Граната не взорвалась, хотя могла, и тогда, наверное, схоронили бы Томаша под дубами, недалеко от Магдалены. Мир продолжал бы жить, вернулись бы, как обычно, из заморских странствий ласточки, аисты и скворцы, а осы и шершни все так же выедали бы изнутри сладкие груши. Зачем понадобилось, чтобы она не взорвалась, не нам здесь судить. Она ударилась о стену, отскочила и катилась к кровати Томаша, а внутри нее зрело решение на самой границе «да» и «нет».
Дедушка Сурконт обеспокоился. В ответ на все рассказы о нападениях на усадьбы, чему было немало примеров совсем близко, на востоке, он благодушно покашливал и обращал эти страхи в шутку. Даже когда по лесам бродили толпы русских «пленников», промышлявших разбоем, он не принял никаких мер предосторожности. Кто из окрестных жителей мог бы на него напасть? Разве его не знали здесь с детства, и разве он причинил кому-нибудь зло? Ну, если только невольно… Что до ненависти между поляками и литовцами, то он убеждал поляков: литовцы имеют право на свое государство, а они, говорящие по-польски, — тоже «gente Lithuani»2. Однако гранату кто-то бросил. Кто и в кого? Посчитали окна: одно — деда, два — бабушки Миси, два — в комнате Томаша. Если бы это сделал человек, хорошо знающий дом, он бы, наверное, не метил в ребенка. Значит, либо это кто-то издалека, либо он ориентировался лишь приблизительно и ошибся.

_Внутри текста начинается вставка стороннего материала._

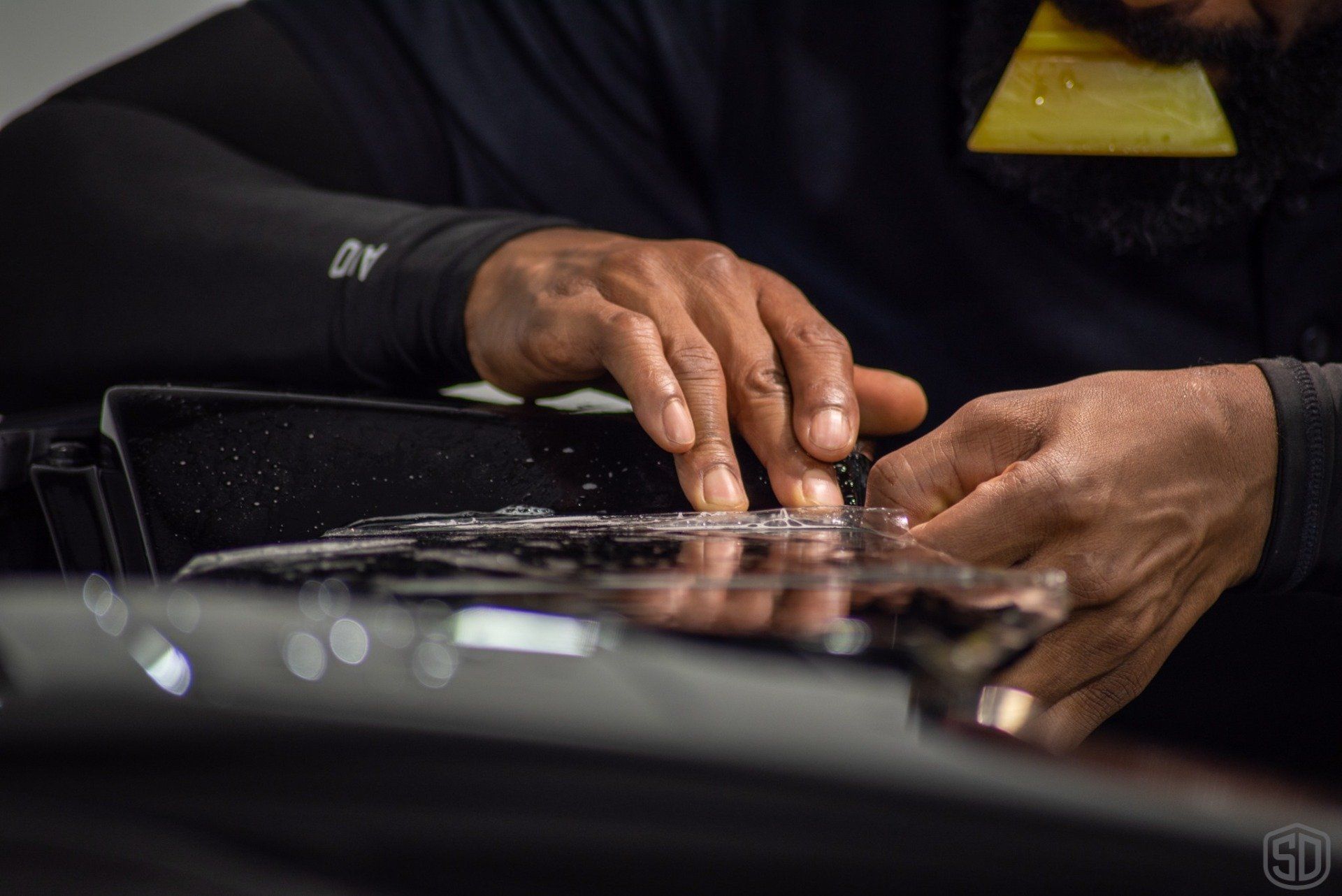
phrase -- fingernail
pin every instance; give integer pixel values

Бабушку Мисю ничуть не взволновало, что ее могли до такой степени не любить. Она излила на деда обычную порцию язвительных замечаний о его литвомании и крестьянофильстве, и чем ему теперь за это отплатили. Казалось, она не слишком печется о своей безопасности. Впрочем, предпринять какие-либо предохранительные меры было трудно: деревянные ставни закрывались снаружи, и только для ставней бабушки Дильбиновой отыскали теперь висячий замок, поскольку она в самом деле боялась. После этого чудесного спасения она баловала Томаша как никогда и извлекла из глубин сундука, вмещавшего непостижимые сокровища, продолговатую коробочку с настоящими красками и кисточкой. Первым его рисунком был снегирь, потому что снегири (а они все время клевали зернышки в кустах перед домом) — это много красного, к которому добавляется голубое, смешанное с каплей серого и черного. Снегирь и пестрый дятел с красной головой, стучащий высоко над землей и стряхивающий с деревьев белый смерзшийся снег, — самые большие сюрпризы зимы.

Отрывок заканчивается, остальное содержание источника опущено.